Plaignant
M. Marc Binet,
M. Jean Duchesneau, M. Alain Descours et M. Réal Huet
Mis en cause
Haute-Ville
Express [Québec] et M. Martin Ouellet (journaliste)
Résumé de la plainte
L’article «Le
village de Québec : Des lieux fréquentés par les hommes», paru le 28 mars 1989
dans le Haute-Ville Express sous la signature du journaliste Martin Ouellet,
découpe la communauté gaie en une majorité ne possédant aucune étiquette
particulière et des minorités portant les surnoms «les grandes folles», «les
folles», «les baronnes», «les cuirs» et «les cuirettes», «les commerciales» et
«les motés». Cette catégorisation dénote un mépris et un manque de tolérance à
l’endroit des personnes homosexuelles.
Faits
Le 28 mars 1989,
l’hebdomadaire Haute-Ville Express publie le premier de deux articles sur la
communauté gaie de Québec sous la signature du journaliste Martin Ouellet. Ce
premier article, intitulé «Le village de Québec: Des lieux fréquentés par les
hommes», présente les endroits fréquentés à Québec par les personnes
homosexuelles. L’article découpe également la communauté gaie en différents
groupes, dont une majorité qui «ne possède aucune étiquette particulière» et
des minorités qui «portent autant de surnoms évocateurs»: les grandes folles,
les folles, les baronnes, les cuirs et les cuirettes, les commerciales et les
motés.
Le 5 avril 1989,
MM. Marc Binet, Jean Duchesneau, Alain Descours et Réal Huet déposent une
plainte au Conseil de presse contre l’hebdomadaire et le journaliste mentionnés.
Griefs du plaignant
Les signataires
de la plainte considèrent cet article discriminatoire à l’endroit de la
communauté gaie de la région de Québec. Dans une lettre adressée au journal en
réaction à l’article, ils soutiennent:
– que l’article est
«provocateur, erroné, médiocre, désagréable à lire, violent et insolent, et
surtout discriminatoire»;
– que l’auteur
semble «en train de visiter un zoo en prenant soin de décrire chaque espèce»,
ainsi que leur comportement;
– que la
catégorisation des personnes d’orientation homosexuelle, comme le journaliste
l’a fait, «dénote un mépris et une tolérance bien mitigée»;
– que l’article
qui devait porter sur la description de quelques établissements spécialisés à
Québec «s’est, en bonne partie, transformé en une étude sociologique
discriminatoire et très réductrice d’un certain groupe d’individus de notre
société»;
– que le journal
Haute-Ville Express a consenti à publier un «bien piètre dossier», puisque
l’article mis en cause n’a «ni une valeur éducative ni même l’ombre d’une
actualité positive».
Commentaires du mis en cause
Le journaliste
Martin Ouellet nous informe, le 29 juin 1989, qu’il n’entend pas présenter de
commentaires sur la plainte.
Analyse
Le choix d’un sujet et la manière de le traiter relèvent du jugement rédactionnel des médias et des professionnels de l’information, lesquels doivent éviter de cultiver ou d’entretenir des préjugés ou des attitudes discriminatoires à l’endroit des personnes et des groupes.

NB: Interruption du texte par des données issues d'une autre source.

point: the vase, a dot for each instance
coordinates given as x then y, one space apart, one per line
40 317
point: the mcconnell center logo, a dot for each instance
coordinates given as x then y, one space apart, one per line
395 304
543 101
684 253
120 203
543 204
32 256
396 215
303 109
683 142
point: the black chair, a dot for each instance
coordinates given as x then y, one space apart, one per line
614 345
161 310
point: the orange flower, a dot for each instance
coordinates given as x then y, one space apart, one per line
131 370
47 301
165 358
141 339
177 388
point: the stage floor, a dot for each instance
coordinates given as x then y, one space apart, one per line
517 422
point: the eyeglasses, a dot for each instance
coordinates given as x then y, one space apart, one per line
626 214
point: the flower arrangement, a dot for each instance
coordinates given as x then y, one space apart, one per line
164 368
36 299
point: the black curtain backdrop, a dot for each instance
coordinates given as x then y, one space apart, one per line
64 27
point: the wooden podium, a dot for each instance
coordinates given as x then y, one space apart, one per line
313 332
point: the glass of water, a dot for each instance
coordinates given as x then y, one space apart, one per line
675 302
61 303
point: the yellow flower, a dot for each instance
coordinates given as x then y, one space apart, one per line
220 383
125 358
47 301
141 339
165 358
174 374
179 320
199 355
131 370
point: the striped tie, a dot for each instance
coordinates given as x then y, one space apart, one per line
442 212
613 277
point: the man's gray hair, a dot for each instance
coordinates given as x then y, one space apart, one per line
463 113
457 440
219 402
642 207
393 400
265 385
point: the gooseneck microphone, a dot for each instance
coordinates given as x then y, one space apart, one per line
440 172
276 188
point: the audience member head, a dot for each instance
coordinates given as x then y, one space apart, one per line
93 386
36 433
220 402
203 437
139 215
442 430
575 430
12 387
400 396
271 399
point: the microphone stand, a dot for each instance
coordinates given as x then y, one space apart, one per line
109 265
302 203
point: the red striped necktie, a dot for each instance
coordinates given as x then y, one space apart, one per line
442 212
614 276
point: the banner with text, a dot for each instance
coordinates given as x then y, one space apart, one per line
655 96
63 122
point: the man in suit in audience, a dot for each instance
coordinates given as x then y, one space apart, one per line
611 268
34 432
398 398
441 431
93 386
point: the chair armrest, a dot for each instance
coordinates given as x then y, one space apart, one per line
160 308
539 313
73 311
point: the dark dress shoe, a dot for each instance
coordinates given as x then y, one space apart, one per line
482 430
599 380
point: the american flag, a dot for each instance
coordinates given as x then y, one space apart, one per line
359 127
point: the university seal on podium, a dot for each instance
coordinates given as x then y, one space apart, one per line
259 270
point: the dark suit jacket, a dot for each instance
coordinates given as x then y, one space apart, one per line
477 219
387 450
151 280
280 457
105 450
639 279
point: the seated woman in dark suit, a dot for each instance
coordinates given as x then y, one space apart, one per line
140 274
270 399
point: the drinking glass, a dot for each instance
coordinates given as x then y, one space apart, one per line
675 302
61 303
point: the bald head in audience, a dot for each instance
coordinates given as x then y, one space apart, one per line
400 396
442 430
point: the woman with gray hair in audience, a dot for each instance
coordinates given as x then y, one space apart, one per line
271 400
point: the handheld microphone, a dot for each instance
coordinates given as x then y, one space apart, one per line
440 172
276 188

Après examen des reproches formulés par les plaignants, le Conseil ne croit pas que l’article «Le village de Québec: Des lieux fréquentés par les hommes» soit susceptible de cultiver ou d’entretenir des préjugés ou des attitudes discriminatoires à l’endroit de la communauté gaie de Québec.
D’une part, le Conseil ne saurait reprocher au journaliste Martin Ouellet et à l’hebdomadaire Haute-Ville Express d’avoir tracé un portrait de la communauté gaie de Québec en présentant et en décrivant les différents groupes qui la composeraient. La liberté de la presse et le droit du public à l’information seraient compromis si les médias et les professionnels de l’information s’abstenaient d’informer le public de l’existence de tels groupes.
Le Conseil ne saurait non plus reprocher aux défendeurs la manière dont ils ont traité le sujet. L’étude attentive de l’article permet de constater que le journaliste s’en est tenu à une présentation et à une description factuelle des différents groupes. Il est important de préciser que la catégorisation reprochée par les plaignants n’est pas le fait, ni la création du journaliste, mais qu’elle provient du milieu. Il en va de même des surnoms donnés aux groupes concernés.
Le Conseil n’est pas en mesure d’évaluer la véracité ou la justesse de la description du journaliste. Celle-ci ne comporte pas, cependant, de l’avis du Conseil, de tendance méprisante, irrespectueuse ou discriminatoire.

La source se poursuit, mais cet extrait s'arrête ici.